La refonte des études d’infirmière de bloc opératoire diplômée d’État dans le système LMD pourrait marquer un tournant pour cette spécialité. Au-delà de l’organisation de la formation, les Ibode espèrent voir leurs compétences et leur savoir-faire valorisés. Et guettent l’éclosion des futures pratiques avancées.

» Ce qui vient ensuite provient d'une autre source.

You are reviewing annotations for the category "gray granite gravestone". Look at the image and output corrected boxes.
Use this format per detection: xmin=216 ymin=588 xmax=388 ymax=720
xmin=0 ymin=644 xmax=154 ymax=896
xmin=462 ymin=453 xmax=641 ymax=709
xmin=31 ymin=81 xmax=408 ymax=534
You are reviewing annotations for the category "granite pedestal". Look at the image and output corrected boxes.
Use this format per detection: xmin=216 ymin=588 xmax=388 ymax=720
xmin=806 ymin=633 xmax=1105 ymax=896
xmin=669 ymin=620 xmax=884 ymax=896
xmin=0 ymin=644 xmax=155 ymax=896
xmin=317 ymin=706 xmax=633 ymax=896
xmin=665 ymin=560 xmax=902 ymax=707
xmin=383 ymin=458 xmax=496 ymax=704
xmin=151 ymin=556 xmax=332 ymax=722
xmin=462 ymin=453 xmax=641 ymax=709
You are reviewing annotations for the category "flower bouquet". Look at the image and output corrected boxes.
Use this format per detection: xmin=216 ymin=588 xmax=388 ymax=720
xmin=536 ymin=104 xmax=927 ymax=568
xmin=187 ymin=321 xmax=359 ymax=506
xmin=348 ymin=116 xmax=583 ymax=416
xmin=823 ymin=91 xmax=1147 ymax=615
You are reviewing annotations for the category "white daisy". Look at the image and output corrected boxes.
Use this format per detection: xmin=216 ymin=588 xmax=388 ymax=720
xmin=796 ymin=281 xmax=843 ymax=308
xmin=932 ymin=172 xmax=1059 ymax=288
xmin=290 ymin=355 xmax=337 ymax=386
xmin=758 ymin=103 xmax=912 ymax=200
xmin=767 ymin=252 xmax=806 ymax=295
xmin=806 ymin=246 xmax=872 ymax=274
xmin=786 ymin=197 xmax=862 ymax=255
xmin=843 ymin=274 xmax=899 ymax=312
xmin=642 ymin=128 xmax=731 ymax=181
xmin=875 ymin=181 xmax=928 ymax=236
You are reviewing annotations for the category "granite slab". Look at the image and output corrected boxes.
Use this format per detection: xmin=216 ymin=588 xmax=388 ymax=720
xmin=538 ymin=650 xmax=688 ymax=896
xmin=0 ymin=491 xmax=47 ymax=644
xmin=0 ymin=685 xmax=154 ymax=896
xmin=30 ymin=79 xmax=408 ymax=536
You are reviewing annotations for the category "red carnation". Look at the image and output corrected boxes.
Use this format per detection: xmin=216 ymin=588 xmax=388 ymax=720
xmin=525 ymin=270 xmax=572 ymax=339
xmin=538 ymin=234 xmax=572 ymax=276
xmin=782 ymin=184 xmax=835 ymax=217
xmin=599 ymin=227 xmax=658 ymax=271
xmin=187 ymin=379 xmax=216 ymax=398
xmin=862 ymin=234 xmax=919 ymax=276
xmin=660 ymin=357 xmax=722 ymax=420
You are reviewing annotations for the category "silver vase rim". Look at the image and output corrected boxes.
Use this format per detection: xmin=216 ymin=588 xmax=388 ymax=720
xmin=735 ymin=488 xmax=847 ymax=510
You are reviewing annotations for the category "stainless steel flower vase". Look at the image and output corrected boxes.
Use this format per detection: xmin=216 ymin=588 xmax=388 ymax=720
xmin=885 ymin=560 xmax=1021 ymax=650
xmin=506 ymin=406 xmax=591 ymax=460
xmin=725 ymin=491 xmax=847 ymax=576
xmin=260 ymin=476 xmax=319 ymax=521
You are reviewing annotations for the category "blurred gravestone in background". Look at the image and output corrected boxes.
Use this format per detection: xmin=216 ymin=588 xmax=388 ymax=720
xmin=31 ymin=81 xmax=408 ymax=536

Elles ont passé dix à dix-huit mois de plus que les IDE sur les bancs de l’école, ont réalisé de nombreux stages et exploré en profondeur, durant leurs études, les questions d’hygiène et de gestion des risques, la prise en charge de l’opéré au cours des actes opératoires, l’environnement technologique chirurgical et la nature de leur rôle au bloc. Et, bien souvent, les Ibode ont déjà exercé plusieurs années comme IDE non spécialisée dans des blocs opératoires. Avant de suivre ces études, « on apprend par mimétisme », sans baser ses actes sur un socle de connaissances théoriques… mais en observant l’équipe travailler, souligne Gabrielle Mollet, Ibode au CH de Douai. « J’ai eu la chance d’exercer avec un chirurgien qui nous expliquait tout pendant les interventions », se rappelle Cécile Depretz, sa collègue, également Ibode. La formation commence donc, de manière informelle, sur le terrain. Mais, au retour des études, forte des connaissances théoriques acquises et des stages effectués, « on ne voit plus du tout les choses de la même manière, en matière d’hygiène, par exemple », remarque Gabrielle. « À l’école, on suit un cours complet sur les fils, poursuit Cécile. On ne donne pas n’importe lequel au chirurgien. En cas de doute, on peut lui demander s’il est sûr de vouloir tel ou tel fil. » « Même chose pour les dispositifs médicaux stériles », reprend Gabrielle. « Ils coûtent cher », et il faut donc savoir lesquels choisir et pourquoi.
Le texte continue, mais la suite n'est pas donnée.